Memories from real-world data receive a 1.5x boost over simulation data:

# Detection: context.env.sim_or_real == "real"
if parsed.get("env", {}).get("sim_or_real") == "real":
    m["_rrf_score"] = m["_rrf_score"] * 1.5

After weighting, results are re-sorted by _rrf_score descending.

Post-Merge Filters

Confidence Filter

if m.get("confidence", 0) < min_confidence:
    continue  # Skip low-confidence memories

Default min_confidence = 0.3. Memories that have decayed below this threshold are filtered out.

Session Filter

if session_id and m.get("session_id") != session_id:
    continue  # Only return memories from this episode

Used for episode replay: recall(query="*", session_id="abc-123").

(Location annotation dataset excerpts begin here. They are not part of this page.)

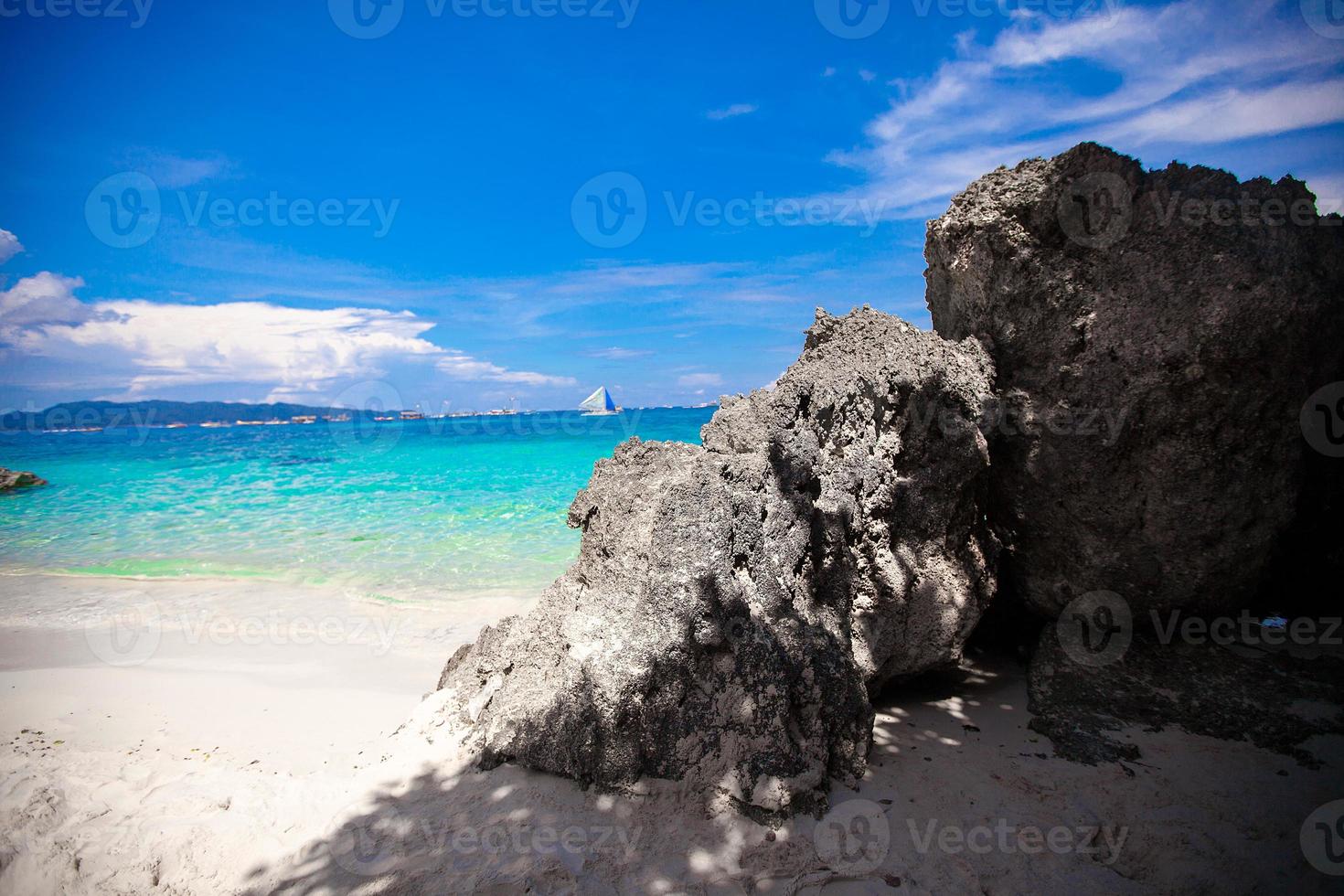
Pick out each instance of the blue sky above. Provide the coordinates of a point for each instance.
(320, 212)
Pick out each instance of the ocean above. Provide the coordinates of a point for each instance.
(398, 511)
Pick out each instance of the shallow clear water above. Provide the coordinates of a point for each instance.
(426, 508)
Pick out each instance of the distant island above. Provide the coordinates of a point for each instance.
(74, 415)
(101, 415)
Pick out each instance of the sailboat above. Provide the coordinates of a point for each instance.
(600, 403)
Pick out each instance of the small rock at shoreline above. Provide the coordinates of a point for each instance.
(17, 480)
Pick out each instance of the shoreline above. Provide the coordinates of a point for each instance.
(220, 764)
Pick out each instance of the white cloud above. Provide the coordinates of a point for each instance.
(1179, 77)
(160, 346)
(171, 171)
(615, 354)
(463, 367)
(695, 380)
(10, 246)
(42, 298)
(731, 112)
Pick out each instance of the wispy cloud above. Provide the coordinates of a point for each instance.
(615, 354)
(460, 366)
(695, 380)
(10, 246)
(171, 171)
(1186, 74)
(730, 112)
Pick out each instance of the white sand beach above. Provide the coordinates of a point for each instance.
(253, 755)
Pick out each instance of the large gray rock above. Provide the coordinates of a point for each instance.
(732, 603)
(1152, 364)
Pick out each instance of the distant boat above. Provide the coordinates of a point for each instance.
(600, 403)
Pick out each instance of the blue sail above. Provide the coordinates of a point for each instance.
(598, 400)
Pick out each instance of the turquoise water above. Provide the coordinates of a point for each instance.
(425, 509)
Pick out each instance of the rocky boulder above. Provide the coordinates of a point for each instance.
(17, 480)
(732, 603)
(1155, 337)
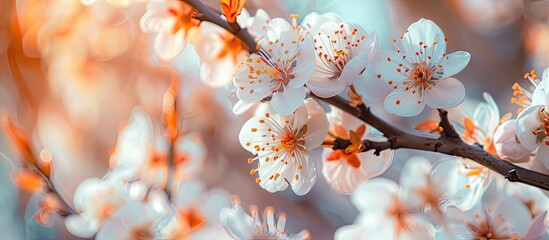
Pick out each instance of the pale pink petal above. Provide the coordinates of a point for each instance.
(536, 228)
(506, 144)
(455, 62)
(404, 103)
(286, 102)
(385, 67)
(317, 124)
(426, 32)
(528, 120)
(375, 196)
(449, 92)
(167, 45)
(81, 227)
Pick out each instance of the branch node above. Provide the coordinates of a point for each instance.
(512, 177)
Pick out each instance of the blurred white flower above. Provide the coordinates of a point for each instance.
(420, 71)
(220, 52)
(343, 50)
(286, 147)
(345, 171)
(532, 125)
(470, 181)
(506, 144)
(257, 25)
(497, 216)
(198, 211)
(279, 70)
(384, 214)
(312, 22)
(242, 226)
(96, 201)
(170, 21)
(138, 220)
(532, 129)
(115, 3)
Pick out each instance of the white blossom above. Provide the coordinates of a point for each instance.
(420, 71)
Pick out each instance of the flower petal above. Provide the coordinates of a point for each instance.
(286, 102)
(528, 121)
(167, 45)
(80, 226)
(448, 93)
(317, 124)
(404, 103)
(375, 196)
(454, 63)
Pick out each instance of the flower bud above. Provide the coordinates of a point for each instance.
(507, 144)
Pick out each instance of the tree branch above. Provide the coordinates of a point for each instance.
(205, 13)
(449, 142)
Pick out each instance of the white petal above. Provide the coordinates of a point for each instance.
(542, 155)
(304, 63)
(506, 144)
(528, 121)
(404, 103)
(307, 175)
(386, 64)
(167, 46)
(428, 32)
(317, 124)
(237, 223)
(455, 62)
(448, 93)
(113, 230)
(84, 193)
(541, 93)
(276, 27)
(241, 107)
(536, 228)
(80, 226)
(286, 102)
(515, 212)
(153, 19)
(375, 196)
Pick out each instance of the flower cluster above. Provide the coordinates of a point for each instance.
(286, 73)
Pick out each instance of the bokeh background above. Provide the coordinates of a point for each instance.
(71, 74)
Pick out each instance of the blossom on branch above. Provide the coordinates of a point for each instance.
(343, 50)
(278, 71)
(240, 225)
(231, 9)
(170, 21)
(420, 71)
(286, 147)
(346, 169)
(532, 125)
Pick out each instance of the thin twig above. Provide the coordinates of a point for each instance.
(205, 13)
(449, 143)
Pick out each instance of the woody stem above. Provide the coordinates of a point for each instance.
(449, 142)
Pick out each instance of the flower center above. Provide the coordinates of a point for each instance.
(421, 74)
(289, 142)
(543, 131)
(232, 46)
(142, 233)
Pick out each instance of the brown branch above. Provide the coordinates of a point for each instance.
(205, 13)
(449, 143)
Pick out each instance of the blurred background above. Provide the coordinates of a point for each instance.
(71, 74)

Context Filter (Structured)

Dot-path matching on parsed context JSON:

# Equality
{"task.success": True}

# Range operators
{"params.force.value": {"$lt": 15.0}}
{"params.force.value": {"$gte": 10.0, "$lte": 20.0}}

# Combined (AND logic)
{"task.success": True, "robot.type": "UR5e"}

Implementation uses _resolve_dotpath() to traverse nested dicts:

# "task.success" → d["task"]["success"]
def _resolve_dotpath(d, path):
    current = d
    for key in path.split("."):
        if key not in current:
            return _MISSING
        current = current[key]
    return current

Supported operators:

Operator Meaning
(none) Exact equality
$lt Less than
$lte Less than or equal
$gt Greater than
$gte Greater than or equal
$ne Not equal

Type mismatches return False (no crash).

Spatial Sort (Nearest Neighbor)

Euclidean distance sorting on coordinate arrays:

spatial_sort = {
    "field": "spatial.object_position",
    "target": [1.3, 0.7, 0.42],
    "max_distance": 0.1  # optional cutoff
}

Distance formula:

distance = sqrt(Σ (actual_i - target_i)²)

MaxScore Normalization

After all filters, the top result's _rrf_score is set to 1.0, and all other scores are normalized relative to it:

max_score = filtered[0]["_rrf_score"]
for m in filtered:
    m["_rrf_score"] = m["_rrf_score"] / max_score

This ensures the best result always has a score of 1.0, making scores comparable across different queries.

Access Counting (L3)

After returning results, the pipeline updates access statistics for all returned memories:

batch_touch_memories(db.conn, hit_ids)
# Each memory: access_count++, return_count++, last_accessed = now

This serves two purposes: 1. Time decay protection: Frequently recalled memories maintain higher confidence 2. Analytics: Track which memories are most useful

Fetch Multiplier

When structured filters or spatial sorting are active, the pipeline fetches more candidates to compensate for filter losses:

Scenario Fetch Limit
No filters top_k × 2
context_filter or spatial_sort active top_k × 4

This ensures enough candidates survive filtering to fill the requested top_k results.

Three-Layer Defense

The search pipeline follows robotmem's consistent defense pattern:

Layer Phase Mechanism
L1 Before Query non-empty check, top_k clamping, FTS5 syntax cleaning
L2 During try-except around BM25 and Vec searches independently
L3 After batch_touch access counters, logging, structured response

Each search engine failing independently doesn't crash the other — the pipeline degrades gracefully.